How Should the Virtual Assistant Provide a Solution to the Caller?

We were also interested in whether participants preferred getting the solutions by voice over the telephone or through email (see Figure 5). The virtual assistant always provided the option to the participant to provide the solution over the phone or through email. Many participants preferred a voice solution over an email solution for simpler problems with a smaller number of steps, as it was easier to listen to the solution than to toggle screens. For more complex solutions with a larger number of steps, such as more than six steps, email was noted by some participants to be a better format as they could refer to it later on. Some participants always wanted both a phone solution with an email solution so they could refer to the email solution later or use the voice solution in case they could not get onto the network.

Virtual assistant instruction flow based on yes and no answers and repeat, send, and continue instructions.

Figure 5. Virtual assistant call flowchart.

Challenges with Using a Virtual Assistant

During testing of the virtual assistant, we noted some issues mentioned by participants that were helpful for improving the design of the virtual assistant.

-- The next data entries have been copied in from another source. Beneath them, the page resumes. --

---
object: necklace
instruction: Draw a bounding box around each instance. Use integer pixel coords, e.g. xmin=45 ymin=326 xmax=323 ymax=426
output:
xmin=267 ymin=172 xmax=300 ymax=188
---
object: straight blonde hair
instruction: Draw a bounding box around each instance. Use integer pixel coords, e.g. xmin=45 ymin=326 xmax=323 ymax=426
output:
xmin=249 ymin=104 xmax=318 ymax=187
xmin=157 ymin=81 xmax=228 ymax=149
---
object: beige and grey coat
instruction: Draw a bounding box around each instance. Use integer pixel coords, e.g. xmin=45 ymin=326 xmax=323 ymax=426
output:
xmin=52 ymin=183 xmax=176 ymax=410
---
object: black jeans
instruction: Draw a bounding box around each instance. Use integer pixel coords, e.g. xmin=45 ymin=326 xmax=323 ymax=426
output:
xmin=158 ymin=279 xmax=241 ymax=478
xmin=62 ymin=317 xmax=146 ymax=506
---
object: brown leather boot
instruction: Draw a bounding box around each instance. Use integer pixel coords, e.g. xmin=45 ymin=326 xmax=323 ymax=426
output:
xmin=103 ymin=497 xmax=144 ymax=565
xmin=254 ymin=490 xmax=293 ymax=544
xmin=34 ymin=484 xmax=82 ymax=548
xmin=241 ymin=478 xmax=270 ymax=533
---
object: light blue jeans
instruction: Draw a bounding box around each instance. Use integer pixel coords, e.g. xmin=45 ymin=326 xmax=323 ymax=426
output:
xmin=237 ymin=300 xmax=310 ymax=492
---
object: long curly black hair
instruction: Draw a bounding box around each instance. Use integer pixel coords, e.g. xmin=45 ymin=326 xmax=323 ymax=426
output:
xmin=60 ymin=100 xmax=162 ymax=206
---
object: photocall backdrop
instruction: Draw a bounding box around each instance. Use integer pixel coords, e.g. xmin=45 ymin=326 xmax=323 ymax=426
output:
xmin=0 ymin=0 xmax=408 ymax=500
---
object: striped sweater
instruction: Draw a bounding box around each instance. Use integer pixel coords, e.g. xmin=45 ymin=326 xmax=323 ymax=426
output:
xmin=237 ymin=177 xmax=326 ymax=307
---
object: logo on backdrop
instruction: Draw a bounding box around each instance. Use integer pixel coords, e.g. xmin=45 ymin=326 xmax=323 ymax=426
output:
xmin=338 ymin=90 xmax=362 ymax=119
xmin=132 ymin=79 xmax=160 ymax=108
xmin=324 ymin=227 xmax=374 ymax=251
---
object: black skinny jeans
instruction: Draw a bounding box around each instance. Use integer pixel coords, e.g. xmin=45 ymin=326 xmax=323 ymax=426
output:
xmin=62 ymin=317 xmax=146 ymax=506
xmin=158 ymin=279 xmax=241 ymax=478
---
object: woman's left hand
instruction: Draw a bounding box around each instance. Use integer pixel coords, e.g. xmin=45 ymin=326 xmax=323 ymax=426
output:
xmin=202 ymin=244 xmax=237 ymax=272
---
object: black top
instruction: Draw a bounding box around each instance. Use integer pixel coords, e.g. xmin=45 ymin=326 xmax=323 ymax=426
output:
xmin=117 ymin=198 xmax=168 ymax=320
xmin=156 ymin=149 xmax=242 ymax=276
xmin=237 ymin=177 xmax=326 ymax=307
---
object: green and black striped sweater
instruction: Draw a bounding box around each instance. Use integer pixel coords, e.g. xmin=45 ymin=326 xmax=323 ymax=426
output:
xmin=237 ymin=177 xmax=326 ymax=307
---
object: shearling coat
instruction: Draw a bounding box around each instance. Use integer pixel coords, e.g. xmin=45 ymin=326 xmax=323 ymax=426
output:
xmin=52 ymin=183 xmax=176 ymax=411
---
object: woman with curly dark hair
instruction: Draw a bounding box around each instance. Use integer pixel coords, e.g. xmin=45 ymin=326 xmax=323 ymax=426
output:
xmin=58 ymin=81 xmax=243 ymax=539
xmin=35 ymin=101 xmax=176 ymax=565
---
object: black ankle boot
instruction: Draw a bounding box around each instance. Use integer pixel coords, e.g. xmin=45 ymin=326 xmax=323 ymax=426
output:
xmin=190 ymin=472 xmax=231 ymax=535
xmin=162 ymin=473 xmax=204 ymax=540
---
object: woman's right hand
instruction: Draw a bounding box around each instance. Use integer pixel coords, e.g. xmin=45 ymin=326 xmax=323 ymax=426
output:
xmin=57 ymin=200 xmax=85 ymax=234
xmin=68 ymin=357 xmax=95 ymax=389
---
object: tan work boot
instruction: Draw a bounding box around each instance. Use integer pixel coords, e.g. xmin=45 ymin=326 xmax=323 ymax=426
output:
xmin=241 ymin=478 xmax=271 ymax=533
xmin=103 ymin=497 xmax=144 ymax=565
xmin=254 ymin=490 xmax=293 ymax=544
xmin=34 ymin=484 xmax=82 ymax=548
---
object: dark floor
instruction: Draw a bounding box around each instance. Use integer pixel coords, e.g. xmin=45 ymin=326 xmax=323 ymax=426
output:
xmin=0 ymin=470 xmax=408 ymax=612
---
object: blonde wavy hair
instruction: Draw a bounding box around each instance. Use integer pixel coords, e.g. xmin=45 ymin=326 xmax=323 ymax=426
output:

The virtual assistant, as noted by some participants, did not always pick up their utterance if the exact words were not used (for example, “reset net client password”). Some participants noted that the solutions provided by the virtual assistant were too wordy, especially the welcome message, and that some of the solutions were redundant with an already existing help website that they may have visited before calling. Understanding URLs by voice was also challenging for some participants who noted that they were spoken too quickly or the special characters were unclear. Improvements were made to the virtual assistant so that it was more flexible to the utterance spoken and would recognize a wider vocabulary. For example, if the caller said “Wi-Fi” instead of “network,” it would recognize it as the same menu selection. Information was provided upfront to the caller in the event that the provided solution was too similar to information they may have already seen. The welcome message and solutions were further revised for clarity and made more concise. URLs provided by voice were spoken more slowly and emphasized special characters that were problematic.

Putting It All Together

When designing for voice, it is important that you user test the voice interactions early in the design process, focusing on the quality of the two-way conversations and the experience of the user or caller. After each user test session, incorporate the findings into a new and improved design. Ensure your voice user interface takes into account and respects the caller’s expectations, usage environments, and abilities. Ensure that best practices for designing voice user interfaces are followed in your design as much as possible.